Saw 3D is the seventh film in the ultra-violent series which has been described as ‘torture porn’. Earlier this year the franchise was named the most successful horror series of all time.
Saw 3D has been classified by the BBFC as suitable viewing for people over the age of 18. Once a film has been passed by the BBFC with an 18 certificate it is then able to be shown on television in due course. We are concerned that once this film is shown on television (as previous films in the franchise have been) it will be very easy for children to access - particularly on video-on-demand services such as iplayer, itvplayer and 4OD. Ofcom research shows that fewer than a third of parents use the password protected services available to screen what their children have access to.
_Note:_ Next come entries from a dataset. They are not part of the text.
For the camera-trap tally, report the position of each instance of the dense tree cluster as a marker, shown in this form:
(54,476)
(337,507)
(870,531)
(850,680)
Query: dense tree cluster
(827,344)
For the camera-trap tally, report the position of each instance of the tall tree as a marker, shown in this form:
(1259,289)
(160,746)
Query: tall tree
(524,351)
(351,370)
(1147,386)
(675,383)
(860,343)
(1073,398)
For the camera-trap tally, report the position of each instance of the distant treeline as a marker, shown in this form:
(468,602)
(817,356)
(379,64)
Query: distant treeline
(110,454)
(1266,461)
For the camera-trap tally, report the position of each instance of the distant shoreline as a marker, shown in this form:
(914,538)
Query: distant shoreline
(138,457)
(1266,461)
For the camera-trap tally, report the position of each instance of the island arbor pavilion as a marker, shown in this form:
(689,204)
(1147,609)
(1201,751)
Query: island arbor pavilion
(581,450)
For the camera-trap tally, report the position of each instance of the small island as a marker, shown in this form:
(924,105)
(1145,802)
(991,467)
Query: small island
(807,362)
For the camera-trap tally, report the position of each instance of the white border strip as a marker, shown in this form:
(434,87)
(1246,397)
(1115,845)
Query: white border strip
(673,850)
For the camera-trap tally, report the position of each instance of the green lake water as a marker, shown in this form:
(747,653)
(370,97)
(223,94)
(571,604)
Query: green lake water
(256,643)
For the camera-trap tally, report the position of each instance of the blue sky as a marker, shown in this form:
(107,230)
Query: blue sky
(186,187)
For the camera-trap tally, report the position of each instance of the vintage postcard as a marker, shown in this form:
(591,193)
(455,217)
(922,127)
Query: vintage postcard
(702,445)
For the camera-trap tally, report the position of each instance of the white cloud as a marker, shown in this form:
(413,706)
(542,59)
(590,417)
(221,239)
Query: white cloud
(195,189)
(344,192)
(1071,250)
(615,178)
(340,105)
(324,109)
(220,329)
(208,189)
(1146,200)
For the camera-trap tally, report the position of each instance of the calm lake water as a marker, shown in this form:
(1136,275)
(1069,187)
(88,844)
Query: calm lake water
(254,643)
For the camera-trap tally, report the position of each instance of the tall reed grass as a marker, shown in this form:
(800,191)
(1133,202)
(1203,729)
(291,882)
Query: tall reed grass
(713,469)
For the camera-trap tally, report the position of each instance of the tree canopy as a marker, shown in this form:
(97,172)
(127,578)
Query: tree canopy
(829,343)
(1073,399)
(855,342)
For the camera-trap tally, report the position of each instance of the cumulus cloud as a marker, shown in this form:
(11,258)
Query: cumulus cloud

We can no longer ignore the fact that what viewers see on screen has an effect. Even the Government recognises this and is reported to be asking the producers of soap operas to include safe sex messages in their programmes. There are numerous studies linking exposure to violence in the media with violent behaviour.
If drug companies now have to pass the most stringent test to show their products don't harm even the smallest proportion of takers, should violence on the screen be any different?
Bearing in mind the cost to society, and the misery of the victims of violent behaviour, if there is the slightest possibility that media violence can cause harm is this worth the risk in the interests of entertainment?